Refugo Urbano será apresentado na Unibes Cultural, como parte da programação da Virada Sustentável 2016

Jornal GGN – A fábula urbana da Trupe Dunavô, “Refugo Urbano”, estará no palco da Unibes Cultural neste domingo, dia 28 de agosto, em São Paulo. O espetáculo, premiado em 2015 pelo uso criativo de sucatas e material reciclado, retrata com sensibilidade o universo dos moradores de rua nas grandes cidades. A apresentação, às 11h, faz parte da programação da Virada Sustentável 2016.

Em “Refugo Urbano”, o universo de uma catadora de lixo e de um lixeiro, Pamplona e Claudius, se cruzam dando espaço para improvável acontecer, em um beco esquecido da cidade, com um divertido convívio entre as diferenças. O público é surpreendido com brincadeiras circenses, corpo cômico, malabarismo e o criativo jogo do palhaço que apresenta uma possível história de amor.

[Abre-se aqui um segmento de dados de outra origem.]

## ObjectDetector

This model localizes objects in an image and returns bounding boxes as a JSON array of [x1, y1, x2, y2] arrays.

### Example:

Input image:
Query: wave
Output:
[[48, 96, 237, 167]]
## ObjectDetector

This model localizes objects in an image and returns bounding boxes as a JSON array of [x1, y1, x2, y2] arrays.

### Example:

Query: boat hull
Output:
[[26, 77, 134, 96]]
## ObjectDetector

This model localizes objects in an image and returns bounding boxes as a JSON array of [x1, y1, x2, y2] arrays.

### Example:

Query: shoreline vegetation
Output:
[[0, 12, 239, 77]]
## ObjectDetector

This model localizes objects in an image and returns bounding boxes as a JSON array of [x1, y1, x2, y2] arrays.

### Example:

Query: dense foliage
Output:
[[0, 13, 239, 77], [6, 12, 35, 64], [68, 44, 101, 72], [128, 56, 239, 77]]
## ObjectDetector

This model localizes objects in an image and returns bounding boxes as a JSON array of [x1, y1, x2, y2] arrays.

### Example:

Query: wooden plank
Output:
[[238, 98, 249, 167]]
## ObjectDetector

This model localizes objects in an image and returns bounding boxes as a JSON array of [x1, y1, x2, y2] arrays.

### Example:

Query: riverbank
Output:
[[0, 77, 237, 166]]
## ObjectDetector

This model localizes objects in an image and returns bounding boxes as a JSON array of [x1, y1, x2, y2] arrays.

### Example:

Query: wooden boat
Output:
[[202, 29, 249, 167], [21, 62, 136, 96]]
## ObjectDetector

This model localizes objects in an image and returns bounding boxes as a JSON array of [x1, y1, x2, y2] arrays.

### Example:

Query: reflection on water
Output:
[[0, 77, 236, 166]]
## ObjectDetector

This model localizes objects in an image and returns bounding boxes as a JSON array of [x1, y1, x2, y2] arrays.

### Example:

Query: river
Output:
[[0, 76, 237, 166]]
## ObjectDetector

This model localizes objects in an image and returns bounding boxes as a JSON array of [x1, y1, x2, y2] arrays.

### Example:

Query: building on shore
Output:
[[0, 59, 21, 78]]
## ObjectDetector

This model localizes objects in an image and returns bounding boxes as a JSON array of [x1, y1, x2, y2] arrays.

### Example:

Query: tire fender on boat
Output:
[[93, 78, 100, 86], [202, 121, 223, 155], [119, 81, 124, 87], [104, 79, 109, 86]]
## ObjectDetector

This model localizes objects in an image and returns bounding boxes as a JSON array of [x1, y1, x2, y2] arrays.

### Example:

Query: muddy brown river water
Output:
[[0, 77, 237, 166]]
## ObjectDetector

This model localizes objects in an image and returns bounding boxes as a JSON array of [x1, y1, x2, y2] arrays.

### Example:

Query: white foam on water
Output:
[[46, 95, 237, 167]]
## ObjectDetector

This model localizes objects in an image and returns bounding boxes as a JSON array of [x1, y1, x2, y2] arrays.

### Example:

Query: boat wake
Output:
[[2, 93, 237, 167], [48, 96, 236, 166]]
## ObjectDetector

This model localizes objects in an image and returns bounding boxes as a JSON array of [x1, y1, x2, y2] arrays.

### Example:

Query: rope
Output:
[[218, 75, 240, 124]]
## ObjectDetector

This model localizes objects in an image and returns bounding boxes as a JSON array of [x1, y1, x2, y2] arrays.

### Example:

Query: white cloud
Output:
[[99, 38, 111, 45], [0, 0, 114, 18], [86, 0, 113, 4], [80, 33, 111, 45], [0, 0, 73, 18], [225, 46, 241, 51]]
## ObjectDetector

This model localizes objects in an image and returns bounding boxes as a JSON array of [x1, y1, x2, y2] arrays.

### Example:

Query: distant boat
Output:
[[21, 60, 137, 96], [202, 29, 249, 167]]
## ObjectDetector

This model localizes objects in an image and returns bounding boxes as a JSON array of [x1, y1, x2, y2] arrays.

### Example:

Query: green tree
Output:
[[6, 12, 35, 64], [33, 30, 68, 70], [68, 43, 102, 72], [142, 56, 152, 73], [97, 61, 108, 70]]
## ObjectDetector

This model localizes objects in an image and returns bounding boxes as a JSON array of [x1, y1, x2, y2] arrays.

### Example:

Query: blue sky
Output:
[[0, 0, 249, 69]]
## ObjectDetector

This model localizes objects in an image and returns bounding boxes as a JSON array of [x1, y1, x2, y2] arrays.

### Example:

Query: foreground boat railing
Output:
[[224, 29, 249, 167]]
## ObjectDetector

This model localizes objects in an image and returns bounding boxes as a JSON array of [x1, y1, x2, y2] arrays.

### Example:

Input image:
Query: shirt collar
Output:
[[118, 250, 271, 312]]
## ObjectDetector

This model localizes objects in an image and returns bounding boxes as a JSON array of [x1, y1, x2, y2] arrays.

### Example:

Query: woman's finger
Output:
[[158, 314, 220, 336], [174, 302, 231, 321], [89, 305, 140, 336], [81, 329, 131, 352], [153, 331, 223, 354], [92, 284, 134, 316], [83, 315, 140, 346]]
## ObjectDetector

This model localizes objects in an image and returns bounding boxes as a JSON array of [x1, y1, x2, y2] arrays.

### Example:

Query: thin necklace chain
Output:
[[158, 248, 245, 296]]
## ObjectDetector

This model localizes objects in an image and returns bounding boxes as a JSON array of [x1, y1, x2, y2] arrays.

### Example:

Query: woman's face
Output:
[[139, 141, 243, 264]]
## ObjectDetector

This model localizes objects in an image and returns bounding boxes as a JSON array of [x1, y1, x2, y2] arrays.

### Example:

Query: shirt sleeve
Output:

A montagem é o resultado dos experimentos anteriores da trupe que, pesquisando a máscara do palhaço e realizando intervenções urbanas, entrou em contato com a realidade das ruas do centro de São Paulo e de periferias. “Refugo Urbano”, coloca essa realidade em outra perspectiva, explorando com delicadeza, poesia e muitas gargalhadas o que há de mágico na dura existência de quem vive à margem da sociedade.